Erhalten und Verändern
Die Siedlung war mehr als eine Aneinanderreihung von Kasernen – sie ist ein Stadtteil mit eigener Infrastruktur und Wohlfahrt gewesen: Neben Schulen, Kindergärten und Spielplätzen, Supermärkten, einer Kirche und einem Kino spielte auch der Sport eine große Rolle: Dieser fand geballt auf dem Franklin Field statt – das mit etwa 14 Hektar einen beachtlichen Anteil der Gesamtfläche einnimmt.

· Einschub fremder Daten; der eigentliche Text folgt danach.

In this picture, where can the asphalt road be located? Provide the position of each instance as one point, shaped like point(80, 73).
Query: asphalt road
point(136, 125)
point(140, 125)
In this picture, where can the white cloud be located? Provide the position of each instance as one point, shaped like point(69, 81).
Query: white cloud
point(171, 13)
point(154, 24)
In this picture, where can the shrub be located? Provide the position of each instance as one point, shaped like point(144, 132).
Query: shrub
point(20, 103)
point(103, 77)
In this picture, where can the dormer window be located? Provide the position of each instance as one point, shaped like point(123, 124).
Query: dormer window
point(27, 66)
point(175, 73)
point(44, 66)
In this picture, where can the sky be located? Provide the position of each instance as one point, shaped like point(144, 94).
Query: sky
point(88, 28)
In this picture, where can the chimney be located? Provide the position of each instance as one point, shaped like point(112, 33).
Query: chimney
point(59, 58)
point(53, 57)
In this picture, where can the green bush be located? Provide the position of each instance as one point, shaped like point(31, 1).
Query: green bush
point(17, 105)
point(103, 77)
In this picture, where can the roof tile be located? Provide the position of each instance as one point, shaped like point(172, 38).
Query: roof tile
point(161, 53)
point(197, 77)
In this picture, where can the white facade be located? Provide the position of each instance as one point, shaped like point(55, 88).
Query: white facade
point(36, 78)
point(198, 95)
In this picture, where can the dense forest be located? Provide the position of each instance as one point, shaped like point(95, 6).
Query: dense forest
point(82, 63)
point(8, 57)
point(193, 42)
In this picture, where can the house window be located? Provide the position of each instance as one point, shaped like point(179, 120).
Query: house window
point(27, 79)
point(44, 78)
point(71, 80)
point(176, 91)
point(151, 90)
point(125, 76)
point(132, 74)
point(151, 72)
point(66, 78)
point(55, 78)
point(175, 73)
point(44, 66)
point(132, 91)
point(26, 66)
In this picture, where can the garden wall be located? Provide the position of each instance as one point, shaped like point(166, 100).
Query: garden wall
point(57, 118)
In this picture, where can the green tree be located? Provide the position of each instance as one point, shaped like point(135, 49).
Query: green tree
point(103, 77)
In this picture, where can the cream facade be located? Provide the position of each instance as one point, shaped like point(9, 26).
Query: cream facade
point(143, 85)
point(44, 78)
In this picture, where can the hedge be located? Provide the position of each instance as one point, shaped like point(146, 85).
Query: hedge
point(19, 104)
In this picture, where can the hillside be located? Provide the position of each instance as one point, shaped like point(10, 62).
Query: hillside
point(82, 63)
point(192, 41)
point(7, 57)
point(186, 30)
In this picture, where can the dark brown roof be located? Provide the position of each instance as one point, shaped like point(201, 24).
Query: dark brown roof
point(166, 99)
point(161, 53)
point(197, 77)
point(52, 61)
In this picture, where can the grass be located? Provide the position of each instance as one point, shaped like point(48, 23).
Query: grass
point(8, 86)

Erst 2014 wurden die letzten Gebäude durch die US-Amerikaner geräumt – trotz dieser vermeintlich kurzen Zeitspanne können Wohngebäude und Infrastruktur nicht ohne Weiteres wieder genutzt werden. Dr. Konrad Hummel, Konversionsbeauftragter der Stadt Mannheim, erläutert dazu:
Oft wird unterschätzt, wie schnell der Verfall voranschreitet, wenn Gebäude und Infrastruktur nicht mehr genutzt werden . Nach etwa einem Jahr sind beispielsweise die Wasserleitungen auf dem Gelände vollständig verkeimt.
Dr. Hummel ist außerdem Geschäftsführer der städtischen MWSP, die mit dem Planungsprozess für die Entwicklung von Franklin beauftragt ist. Der Druck ist gewaltig – denn es geht um nicht weniger als das wichtigste Stadtentwicklungsprojekt Mannheims für die kommenden Jahrzehnte. Das Investitionsvolumen bewegt sich im Milliardenbereich.
„Wir wollen gleichzeitig erhalten und verändern,“ sagt Dr. Konrad Hummel. Ziel sei es, dass der originale, amerikanische Charakter der Siedlung an vielen Stellen ersichtlich bleibe – gleichzeitig wolle man Motive „verfremden“ und anpassen.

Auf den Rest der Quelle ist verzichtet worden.